14 juillet 2012 0 commentaire Facebook Twitter Flux RSS

Après un premier succès au Val de Vienne,  Jean-Luc Beaubelique et Ludovic Badey ont parfaitement entamé leur week-end en terre nivernaise, pointant aux avant-postes à la fois durant les essais libres puis à l’issue des qualifications. Avant la première course à Magny-Cours, Jean-Luc Beaubelique évoque le début de saison et ses objectifs pour la suite du Championnat de France GT FFSA.

Jean-Luc, après ta première victoire au Val de Vienne, comment abordes-tu ce meeting de Magny-Cours ?
« Ah ça, la victoire donne des ailes ! Nous avons un peu repris confiance en nous. Depuis le début de saison, les résultats ne nous étaient pas très favorables… L’équipe a beaucoup travaillé pour essayer de progresser. Jusqu’à présent, nous avions obtenu de bons résultats à l’international, mais en France nous n’avions pas réussi à concrétiser. »

Hier, tu as réalisé avec Ludovic Badey le meilleur temps aux essais libres ; aujourd’hui tu termines 4e des qualifications et ton coéquipier est 2e. Quel sont les objectifs pour ce week-end ?
« Le week-end s’annonce plutôt sous de bons augures.
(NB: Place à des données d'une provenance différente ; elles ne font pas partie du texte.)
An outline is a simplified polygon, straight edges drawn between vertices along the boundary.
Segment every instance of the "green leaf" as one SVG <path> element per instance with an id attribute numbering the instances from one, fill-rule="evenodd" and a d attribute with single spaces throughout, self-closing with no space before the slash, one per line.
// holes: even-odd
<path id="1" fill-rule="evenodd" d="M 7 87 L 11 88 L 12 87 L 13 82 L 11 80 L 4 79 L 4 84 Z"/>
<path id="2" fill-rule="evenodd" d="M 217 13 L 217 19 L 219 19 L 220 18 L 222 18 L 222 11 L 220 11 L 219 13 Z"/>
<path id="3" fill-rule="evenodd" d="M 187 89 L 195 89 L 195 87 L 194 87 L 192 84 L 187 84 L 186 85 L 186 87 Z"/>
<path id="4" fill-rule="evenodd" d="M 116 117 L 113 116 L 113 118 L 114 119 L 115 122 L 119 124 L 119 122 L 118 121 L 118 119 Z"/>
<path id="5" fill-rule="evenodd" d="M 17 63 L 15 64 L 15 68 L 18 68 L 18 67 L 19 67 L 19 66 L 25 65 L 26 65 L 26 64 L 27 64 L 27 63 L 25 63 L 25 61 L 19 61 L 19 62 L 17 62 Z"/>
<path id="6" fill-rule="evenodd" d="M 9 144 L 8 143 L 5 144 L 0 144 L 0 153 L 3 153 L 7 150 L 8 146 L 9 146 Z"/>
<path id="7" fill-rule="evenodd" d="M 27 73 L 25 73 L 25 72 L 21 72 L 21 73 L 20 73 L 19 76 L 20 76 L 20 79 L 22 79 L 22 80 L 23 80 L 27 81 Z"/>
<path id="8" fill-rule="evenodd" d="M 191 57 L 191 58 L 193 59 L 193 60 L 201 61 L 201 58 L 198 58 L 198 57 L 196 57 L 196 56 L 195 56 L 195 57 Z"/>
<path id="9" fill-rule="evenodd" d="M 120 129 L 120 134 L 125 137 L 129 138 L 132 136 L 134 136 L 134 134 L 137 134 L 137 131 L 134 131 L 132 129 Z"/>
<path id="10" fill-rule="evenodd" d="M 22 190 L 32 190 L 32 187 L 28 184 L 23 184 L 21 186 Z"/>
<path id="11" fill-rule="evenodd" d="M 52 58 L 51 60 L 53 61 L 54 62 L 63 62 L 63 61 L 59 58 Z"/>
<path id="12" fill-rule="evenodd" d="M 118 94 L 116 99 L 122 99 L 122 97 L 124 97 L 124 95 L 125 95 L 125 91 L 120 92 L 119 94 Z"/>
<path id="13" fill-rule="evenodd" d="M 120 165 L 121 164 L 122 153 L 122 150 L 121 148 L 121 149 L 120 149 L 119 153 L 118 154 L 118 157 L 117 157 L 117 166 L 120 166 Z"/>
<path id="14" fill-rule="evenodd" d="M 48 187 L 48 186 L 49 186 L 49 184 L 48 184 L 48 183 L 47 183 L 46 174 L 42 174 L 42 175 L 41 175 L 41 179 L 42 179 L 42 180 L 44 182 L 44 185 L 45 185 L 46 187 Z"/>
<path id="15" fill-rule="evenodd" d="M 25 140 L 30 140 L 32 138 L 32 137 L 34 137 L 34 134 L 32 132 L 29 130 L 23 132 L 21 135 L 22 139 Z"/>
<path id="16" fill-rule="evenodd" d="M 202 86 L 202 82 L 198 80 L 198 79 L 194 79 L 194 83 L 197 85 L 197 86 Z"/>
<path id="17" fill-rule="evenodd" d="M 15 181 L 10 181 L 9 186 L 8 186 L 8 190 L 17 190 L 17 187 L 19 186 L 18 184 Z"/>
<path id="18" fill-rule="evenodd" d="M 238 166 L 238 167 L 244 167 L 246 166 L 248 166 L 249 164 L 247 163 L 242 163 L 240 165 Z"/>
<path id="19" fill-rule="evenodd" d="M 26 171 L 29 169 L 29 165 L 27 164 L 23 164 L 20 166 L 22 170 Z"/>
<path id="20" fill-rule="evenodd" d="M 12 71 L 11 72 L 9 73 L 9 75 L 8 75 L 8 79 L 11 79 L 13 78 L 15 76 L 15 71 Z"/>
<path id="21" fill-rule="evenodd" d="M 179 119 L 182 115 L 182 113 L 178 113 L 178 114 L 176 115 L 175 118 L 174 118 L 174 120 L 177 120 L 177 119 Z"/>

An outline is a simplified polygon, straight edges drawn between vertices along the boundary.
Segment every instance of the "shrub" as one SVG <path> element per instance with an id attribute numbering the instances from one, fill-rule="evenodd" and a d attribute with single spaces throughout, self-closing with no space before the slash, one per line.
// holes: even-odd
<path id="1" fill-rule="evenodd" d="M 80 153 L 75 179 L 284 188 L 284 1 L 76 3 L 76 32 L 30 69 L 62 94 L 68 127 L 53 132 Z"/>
Pour la course de ce soir, étant donné qu’on a gagné la dernière épreuve au Val de Vienne, nous avons un handicap-temps de 15secondes. De fait, notre objectif est de faire un top 5 : dans ce cas, nous n’aurions pas de pénalité pour la course de demain et nous pourrions envisager un podium, pourquoi pas la victoire. Après, il y a toujours les faits de course… »

Avec Ludovic, tu pointes au 5ème au classement général, pour votre 2e année en GT Tour. Ludovic nous a expliqué lors d’une précédente interview que votre objectif était le podium final. Compte tenu du début de saison, l’ambition est-elle toujours identique ?
« Nous sommes à quelques points de la 2e  place, donc tout est encore faisable. Nous n’avons pas pris de point lors de la première course du Val de Vienne et, finalement, ces 5 ou 6 points que nous aurions pu prendre font que nous pourrions être sur le podium au classement général du Championnat de  France GT. »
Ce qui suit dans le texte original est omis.